Everybody seems to focus on the 10per cent to 20 percent declines in circulation.  When I looked at the Editor and Publisher story the numbers that leaped out at me were: Arizona Republic, 385,214, Star Tribune, Minneapolis, 341,645, Dallas Morning News, 373, 586. Well, you get the drift. 

While the business model implodes, these newspaper are still getting well over 300,,000 customers a day to part with 50 cents to 75 cents for a daily newspaper.  Certainly, if you project out these losses, you can see a sad end. It would also be foolhardy to do a straight-line projection because, at some point, circulation could fall off the table rapidly. Still, it seems pretty clear that newspaper readers may be the last to know about the demise of newspapers.

That creates some serious, even ugly, issues around public service, community responsibility and the free market.  The advertising free market is clearly voting against newspapers as an ad solution.  The reader market’s vote is coming in more slowly.
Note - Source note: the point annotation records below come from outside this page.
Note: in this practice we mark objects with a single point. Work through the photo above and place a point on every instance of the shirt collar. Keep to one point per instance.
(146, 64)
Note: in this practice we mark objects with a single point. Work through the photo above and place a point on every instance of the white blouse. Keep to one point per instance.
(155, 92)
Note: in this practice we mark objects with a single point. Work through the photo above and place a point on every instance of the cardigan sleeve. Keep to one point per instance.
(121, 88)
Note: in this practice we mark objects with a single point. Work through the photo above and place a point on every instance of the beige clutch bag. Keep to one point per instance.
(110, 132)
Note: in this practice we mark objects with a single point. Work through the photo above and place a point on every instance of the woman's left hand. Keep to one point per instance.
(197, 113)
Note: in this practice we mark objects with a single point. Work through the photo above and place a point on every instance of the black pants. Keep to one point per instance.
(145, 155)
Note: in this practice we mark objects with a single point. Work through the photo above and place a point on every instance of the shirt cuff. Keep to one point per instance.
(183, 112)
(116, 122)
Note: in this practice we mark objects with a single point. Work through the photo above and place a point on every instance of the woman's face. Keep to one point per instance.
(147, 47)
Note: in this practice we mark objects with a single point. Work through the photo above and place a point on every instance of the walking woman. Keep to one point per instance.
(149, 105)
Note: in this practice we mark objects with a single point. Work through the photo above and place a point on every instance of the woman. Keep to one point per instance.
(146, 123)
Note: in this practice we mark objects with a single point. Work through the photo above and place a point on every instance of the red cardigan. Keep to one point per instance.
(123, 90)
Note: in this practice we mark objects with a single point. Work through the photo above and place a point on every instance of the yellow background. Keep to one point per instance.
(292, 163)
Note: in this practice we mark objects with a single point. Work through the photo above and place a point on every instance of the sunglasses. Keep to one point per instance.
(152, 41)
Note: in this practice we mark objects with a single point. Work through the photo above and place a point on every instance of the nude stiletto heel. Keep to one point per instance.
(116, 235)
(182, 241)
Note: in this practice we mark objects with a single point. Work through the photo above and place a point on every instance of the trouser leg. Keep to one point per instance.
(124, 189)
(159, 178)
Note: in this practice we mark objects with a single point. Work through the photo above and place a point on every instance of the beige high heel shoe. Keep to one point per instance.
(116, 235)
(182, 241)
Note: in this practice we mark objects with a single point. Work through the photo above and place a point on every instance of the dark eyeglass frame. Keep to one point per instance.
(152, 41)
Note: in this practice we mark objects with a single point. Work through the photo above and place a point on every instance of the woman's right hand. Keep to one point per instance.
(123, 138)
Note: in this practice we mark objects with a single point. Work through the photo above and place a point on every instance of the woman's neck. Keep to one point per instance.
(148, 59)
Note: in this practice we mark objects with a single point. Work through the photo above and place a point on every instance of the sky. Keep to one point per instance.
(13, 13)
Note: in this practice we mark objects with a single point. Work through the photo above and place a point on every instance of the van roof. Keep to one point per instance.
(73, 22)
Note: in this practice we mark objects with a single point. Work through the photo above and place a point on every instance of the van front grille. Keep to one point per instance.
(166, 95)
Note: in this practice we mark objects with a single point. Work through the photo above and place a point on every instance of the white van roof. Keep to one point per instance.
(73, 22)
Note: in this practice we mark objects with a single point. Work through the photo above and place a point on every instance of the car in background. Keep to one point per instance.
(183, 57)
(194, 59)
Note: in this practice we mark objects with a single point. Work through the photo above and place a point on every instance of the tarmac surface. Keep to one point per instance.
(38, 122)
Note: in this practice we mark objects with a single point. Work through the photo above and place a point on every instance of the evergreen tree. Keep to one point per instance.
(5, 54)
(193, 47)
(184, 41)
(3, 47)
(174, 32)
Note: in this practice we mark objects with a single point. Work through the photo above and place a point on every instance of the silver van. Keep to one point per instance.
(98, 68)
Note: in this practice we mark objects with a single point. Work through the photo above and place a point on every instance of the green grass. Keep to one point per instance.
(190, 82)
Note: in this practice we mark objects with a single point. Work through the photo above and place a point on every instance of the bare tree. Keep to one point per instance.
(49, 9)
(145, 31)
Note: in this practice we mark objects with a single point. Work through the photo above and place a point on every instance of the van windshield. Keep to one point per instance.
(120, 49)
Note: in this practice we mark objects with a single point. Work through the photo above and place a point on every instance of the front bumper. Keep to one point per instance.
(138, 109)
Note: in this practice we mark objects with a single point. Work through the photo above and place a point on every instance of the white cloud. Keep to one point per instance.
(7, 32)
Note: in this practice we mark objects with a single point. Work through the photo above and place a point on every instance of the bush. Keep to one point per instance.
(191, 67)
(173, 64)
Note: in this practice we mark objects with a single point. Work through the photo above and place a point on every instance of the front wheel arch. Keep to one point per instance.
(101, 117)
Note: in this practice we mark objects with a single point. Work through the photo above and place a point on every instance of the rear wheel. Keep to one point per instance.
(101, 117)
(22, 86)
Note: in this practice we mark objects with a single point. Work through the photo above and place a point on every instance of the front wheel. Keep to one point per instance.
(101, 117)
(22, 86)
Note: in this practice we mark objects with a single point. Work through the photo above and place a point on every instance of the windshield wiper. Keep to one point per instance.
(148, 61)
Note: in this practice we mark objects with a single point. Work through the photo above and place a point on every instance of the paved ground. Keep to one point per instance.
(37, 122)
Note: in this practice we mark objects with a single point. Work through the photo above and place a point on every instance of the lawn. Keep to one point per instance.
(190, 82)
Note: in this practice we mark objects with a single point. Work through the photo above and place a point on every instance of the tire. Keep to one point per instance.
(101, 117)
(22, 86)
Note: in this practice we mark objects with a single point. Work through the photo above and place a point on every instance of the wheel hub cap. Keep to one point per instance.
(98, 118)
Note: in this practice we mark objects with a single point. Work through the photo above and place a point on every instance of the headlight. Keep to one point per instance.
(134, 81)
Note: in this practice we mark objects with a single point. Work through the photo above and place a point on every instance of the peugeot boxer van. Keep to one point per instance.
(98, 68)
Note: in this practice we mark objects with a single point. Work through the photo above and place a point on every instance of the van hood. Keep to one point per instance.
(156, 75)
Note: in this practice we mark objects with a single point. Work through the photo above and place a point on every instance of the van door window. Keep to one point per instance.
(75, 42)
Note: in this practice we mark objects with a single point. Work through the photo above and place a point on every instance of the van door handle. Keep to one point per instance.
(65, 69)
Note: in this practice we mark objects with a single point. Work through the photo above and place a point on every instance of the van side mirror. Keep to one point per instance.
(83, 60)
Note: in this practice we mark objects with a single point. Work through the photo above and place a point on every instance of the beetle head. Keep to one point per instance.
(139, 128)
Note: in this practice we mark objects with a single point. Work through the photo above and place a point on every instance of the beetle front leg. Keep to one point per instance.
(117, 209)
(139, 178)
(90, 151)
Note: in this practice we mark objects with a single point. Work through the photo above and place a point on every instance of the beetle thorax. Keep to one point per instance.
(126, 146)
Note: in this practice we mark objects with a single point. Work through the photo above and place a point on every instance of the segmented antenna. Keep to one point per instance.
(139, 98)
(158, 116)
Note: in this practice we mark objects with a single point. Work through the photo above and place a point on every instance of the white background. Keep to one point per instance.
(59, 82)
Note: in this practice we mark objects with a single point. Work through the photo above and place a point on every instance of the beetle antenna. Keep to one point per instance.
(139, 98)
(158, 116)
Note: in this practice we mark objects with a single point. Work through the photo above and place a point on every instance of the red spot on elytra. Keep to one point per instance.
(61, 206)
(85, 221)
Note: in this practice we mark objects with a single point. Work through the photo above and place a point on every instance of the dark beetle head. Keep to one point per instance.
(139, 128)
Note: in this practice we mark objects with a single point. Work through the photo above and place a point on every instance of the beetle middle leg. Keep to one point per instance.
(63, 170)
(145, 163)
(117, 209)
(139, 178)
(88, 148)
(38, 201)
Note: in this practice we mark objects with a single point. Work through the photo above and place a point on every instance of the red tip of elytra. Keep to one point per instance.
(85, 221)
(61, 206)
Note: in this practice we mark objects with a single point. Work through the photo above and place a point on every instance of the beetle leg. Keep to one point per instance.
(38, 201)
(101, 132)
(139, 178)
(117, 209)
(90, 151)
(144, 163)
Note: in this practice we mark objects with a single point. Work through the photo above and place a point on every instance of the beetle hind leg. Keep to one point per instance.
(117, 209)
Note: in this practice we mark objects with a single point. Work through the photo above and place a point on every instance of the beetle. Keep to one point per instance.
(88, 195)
It strikes me that it is time to test some of the theories about newspaper value. Price increases, value-added content that nets increased revenue and special subscriber benefits that raise revenue have to be considered. 

Rather than focusing on what we don’t have–the revenue of 1998–we need to focus on those 350,000 subscribers big newspapers still have.

IT’S NOW APPROPRIATE AND I STILL DON’T LIKE IT

The Arizona Republic apparently took my advice and are now crediting the public relations people who write releases the paper uses without any editing.  Despite the fact the newspaper has eliminated plagiarism concerns, I still don’t like it. As a friend of mine, Nick Martin, wrote me in an e-mail: “It’s such an insult to readers, too. There’s absolutely no oversight or verification, which are the basic things readers expect. When somebody reads a news story, they assume the best of the reporter who wrote it and the newspaper that published it. They assume the right questions were asked — sometimes twice — and that the paper would not publish something unless they knew it to be absolutely true. Now, most in the newspaper industry know we fall far short of reader expectations daily, particularly on breaking news, but we still try. This makes the Republic seem as if they’ve just plain given up.”

Sometimes it is just best to let wisdom speak for itself.  That Nick is a real smart fellow.